I wrote in an earlier blog post about the challenges and opportunities of multi-channel banking. However, there is one channel that deserves particular attention. It is a channel many banks have yet to wake up to fully, even though a huge number of their customers use it every day.
Specific social networks may rise and fall, but social networking is here to stay.
Social banking starts with customers discussing their banking services and experiences online. Sentiment analysis employs automated systems to determine not just when a brand is being talked about, but whether the opinions being expressed are favourable or unfavourable.
But what happens when customers do not just talk about their bank using social media, but want to use Facebook or Twitter – or the next world-conquering social network – to interact directly with their bank?
Would you “like”, “friend” or “follow” your bank?
Social networks are already enabling financial transactions such as in-app purchases. Facebook recently passed a billion users per month. With robust verification and security, opportunities to communicate with these vast user bases increase enormously.

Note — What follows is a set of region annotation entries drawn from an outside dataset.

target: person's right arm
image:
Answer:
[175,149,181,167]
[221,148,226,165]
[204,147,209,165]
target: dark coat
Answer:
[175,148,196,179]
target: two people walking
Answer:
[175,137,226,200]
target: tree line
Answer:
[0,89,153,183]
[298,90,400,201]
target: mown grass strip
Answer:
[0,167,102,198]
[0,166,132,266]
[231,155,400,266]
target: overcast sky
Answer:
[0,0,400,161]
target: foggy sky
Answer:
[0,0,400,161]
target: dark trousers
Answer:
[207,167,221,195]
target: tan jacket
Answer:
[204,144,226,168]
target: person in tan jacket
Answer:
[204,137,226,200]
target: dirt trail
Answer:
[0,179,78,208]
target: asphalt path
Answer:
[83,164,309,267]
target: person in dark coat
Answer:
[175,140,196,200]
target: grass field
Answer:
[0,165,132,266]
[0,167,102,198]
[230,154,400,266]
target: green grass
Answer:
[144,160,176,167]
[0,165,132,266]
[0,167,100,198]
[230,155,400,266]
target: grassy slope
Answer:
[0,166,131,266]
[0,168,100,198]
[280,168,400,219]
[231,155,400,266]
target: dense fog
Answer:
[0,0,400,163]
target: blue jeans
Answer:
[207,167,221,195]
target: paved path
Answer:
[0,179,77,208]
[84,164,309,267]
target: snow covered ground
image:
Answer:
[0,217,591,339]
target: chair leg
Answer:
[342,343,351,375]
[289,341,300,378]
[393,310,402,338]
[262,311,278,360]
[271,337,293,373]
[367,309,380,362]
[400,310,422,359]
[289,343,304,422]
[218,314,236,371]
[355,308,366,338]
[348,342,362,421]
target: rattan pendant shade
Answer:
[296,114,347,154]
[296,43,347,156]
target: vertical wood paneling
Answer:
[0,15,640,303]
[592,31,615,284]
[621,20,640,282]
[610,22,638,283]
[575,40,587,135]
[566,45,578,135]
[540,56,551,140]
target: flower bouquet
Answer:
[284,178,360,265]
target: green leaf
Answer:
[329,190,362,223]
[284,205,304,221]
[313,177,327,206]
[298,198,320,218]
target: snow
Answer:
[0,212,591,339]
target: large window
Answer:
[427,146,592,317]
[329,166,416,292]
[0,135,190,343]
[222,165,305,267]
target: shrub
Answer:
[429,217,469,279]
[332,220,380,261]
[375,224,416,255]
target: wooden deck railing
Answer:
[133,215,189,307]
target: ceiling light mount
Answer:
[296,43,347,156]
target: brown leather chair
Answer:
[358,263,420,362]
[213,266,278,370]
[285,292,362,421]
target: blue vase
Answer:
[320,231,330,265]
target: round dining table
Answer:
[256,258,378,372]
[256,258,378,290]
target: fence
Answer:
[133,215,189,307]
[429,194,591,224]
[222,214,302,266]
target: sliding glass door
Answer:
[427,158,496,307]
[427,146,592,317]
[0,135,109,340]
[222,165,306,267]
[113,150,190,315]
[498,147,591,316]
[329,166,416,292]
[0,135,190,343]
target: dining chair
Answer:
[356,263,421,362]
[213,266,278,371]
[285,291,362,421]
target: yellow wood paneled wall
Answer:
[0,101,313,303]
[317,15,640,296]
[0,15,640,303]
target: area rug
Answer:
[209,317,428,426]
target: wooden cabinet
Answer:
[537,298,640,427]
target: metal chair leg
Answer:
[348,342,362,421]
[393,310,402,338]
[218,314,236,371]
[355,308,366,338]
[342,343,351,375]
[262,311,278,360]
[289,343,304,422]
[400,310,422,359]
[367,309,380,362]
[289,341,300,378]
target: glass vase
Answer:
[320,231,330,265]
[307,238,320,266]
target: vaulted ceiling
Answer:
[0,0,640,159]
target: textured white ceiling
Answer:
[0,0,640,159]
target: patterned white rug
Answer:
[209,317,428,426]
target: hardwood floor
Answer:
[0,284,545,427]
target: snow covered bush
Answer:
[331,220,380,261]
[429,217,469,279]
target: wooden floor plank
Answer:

Most obviously, and traditionally, this is a marketing channel. The value of marketing increases in relation to how well the bank knows the customer, and how tailored marketing offers can become. Social networking opens new doors for targeted campaigns to “the market of one”.
Social networks can also facilitate immediate communication either with specific audiences or the entire customer base, in emergencies such as ATM outages or as an integrated part of customer service.
We are only beginning to see the impact of social networking on banking services. But we have already seen some adventurous moves by early adopters.
One bank has set up a “virtual branch” inside a social network, allowing customers to “drop in” and chat with advisers. Another, a “start-up bank” in Germany, is using Facebook to log customers into its online banking services.
The same bank is also experimenting with services such as peer-to-peer lending – not just banking through social channels, but making banking social.
As banks become more comfortable with leveraging the power of social networks, we may see changes not just to how they reach out to customers, but also to the services they offer, and the expectations they need to meet.